To me, any talk of centrist politics as a viable option at the moment is another indicator that some people simply cannot understand what has been going on politically for some time now, at least since the 2007/8 financial crash. The 2017 snap election, which was contested by the Conservatives, supporting Brexit and with some of the most right-wing ideas we've seen in decades, the Labour party, reluctantly supporting Brexit and with a more left-wing platform than we've seen since the 70s, and amongst others, the anti-Brexit centrist Lib Dems. The result was that the biggest proportion of votes went to the two largest parties since 1970. Yes, that's right: there is already a centrist, anti-brexit party people can vote for and overwhelmingly, they chose either the left or the right instead.

We are living in a very divided country and the election shows that it is a time when the public either support a party who makes the poorest poorer, increases homelessness, cripples the NHS, worsens the housing crisis, kisses the arse of Donald Trump and cosies up to dictators in the middle east, or a party who would invest heavily in health, education, housing and the environment and would stop selling arms to the Saudis and make sure Donald Trump knows what they think of his words and his actions. What evidence is there that a new centrist party would win anyone over? Surely it's now far too late in the day to come out fighting for our membership of the EU: the time for that was when the little Englanders on the Tory backbenches were discussing UK sovereignty with UKIPpers over pints of Bombardier. They might even have staged an intervention when David Cameron promised the referendum before the 2015 election. Or they could have stood down after winning the election, reducing the slim majority to nothing and stopping the referendum from happening. They could also have worked harder in the referendum campaign.

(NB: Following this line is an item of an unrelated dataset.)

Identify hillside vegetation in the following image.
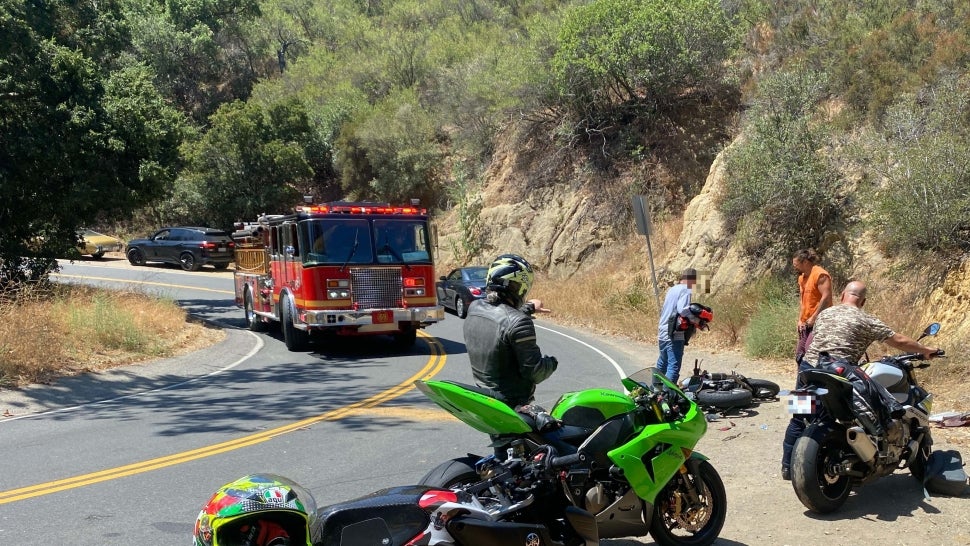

And this key issue takes me back to the start of this blog: the referendum was lost because those behind it (the Labour side of the campaign was under the command of self-professed 'moderates') simply don't understand the lives of ordinary people and are completely out-of-touch with how most ordinary people think.

Essentially, centrism, as with Tony Blair's 'third way', claims it is possible to marry hard neoliberal economics, which always favours the few and never trickles down to the many, with progressive and fairer policies. In reality, the left agreeing with the right and expanding rather than reversing the deregulation of the financial sector is how we ended up with the recession, huge inequality and the resulting Brexit vote. As many are pointing out - although unfortunately they are not the loudest voices in the press/media - that to propose a solution from the centre is to think that you can fix the problem with more of what caused it.

James Chapman and anyone else who even considers jumping onto this project are completely deluded if they think a new centrist party would be a good move. But hey, if it takes away some of the Labour right and removes and few Tory MPs, you go for it.